5.How are the votes distributed at the shareholders’ meeting?
Xiaomi’s voting system is designed to keep the founders in control even when selling shares, and this is how it works in practice:
- 🗳️ Class A (ordinary shares): 1 vote per share. Available for purchase on the exchange. ~86.7% of the total number of shares, but only ~42.9% of votes.
- 🗳️ Class B (Preferred Stock): 10 votes per share, Founders and CEOs only. ~13.3% of the total number of shares, but 57.1% of the votes.
This structure allows Lei Jun and his team to block any decisions they don’t like, even if a majority of minority shareholders oppose it, for example, in 2022, the board rejected a shareholder offer to pay a special dividend – despite record profits.
Key decisions that require shareholder approval:
- 💰 Payment of dividends (last time was in 2021).
- 🔄 Major M&A transactions (buying companies).
- 📄 Changes in the articles of association (e.g. issuance of new classes of shares).

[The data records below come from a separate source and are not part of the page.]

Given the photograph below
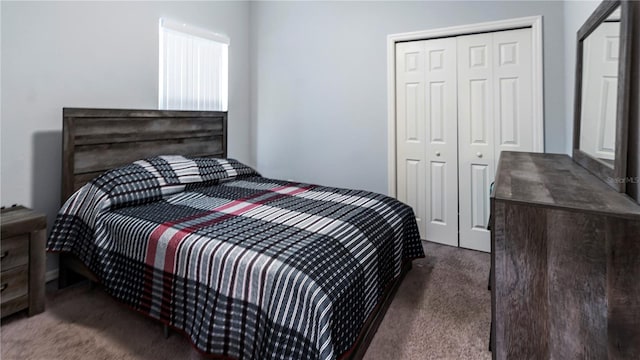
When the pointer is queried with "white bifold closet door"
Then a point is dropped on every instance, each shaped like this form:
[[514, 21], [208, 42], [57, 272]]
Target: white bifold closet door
[[460, 101], [600, 85], [427, 163]]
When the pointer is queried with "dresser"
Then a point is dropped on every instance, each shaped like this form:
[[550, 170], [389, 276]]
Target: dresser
[[565, 261], [22, 251]]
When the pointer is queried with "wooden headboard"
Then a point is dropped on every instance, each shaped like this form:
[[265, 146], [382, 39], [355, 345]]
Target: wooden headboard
[[96, 140]]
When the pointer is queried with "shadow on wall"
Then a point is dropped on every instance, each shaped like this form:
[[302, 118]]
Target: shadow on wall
[[46, 172]]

- 👥 Appointment of members of the board of directors.
⚠️ Warning: In 2023, Ley Jun used his controlling stake to cancel plans for the division's spin-off POCO. The shareholders were in favour of a separate IPO The company's founder thought it was premature.
By comparison, Apple or Samsung make these decisions collectively, and the founders don’t have that weight, such as Tim Cook, who can’t block Apple’s board decision alone, whereas Lei Jun can easily.
6.The Future of Ownership: What Will Change After EV Marketing?
One of the most ambitious projects Xiaomi is the release of electric cars SU7, And this could have a major impact on the ownership structure of 2026:
- 🚗 Investment needs: Xiaomi has already invested >$10 billion in the project: the issue of new shares or attracting strategic investors (for example, BAIC or CATL).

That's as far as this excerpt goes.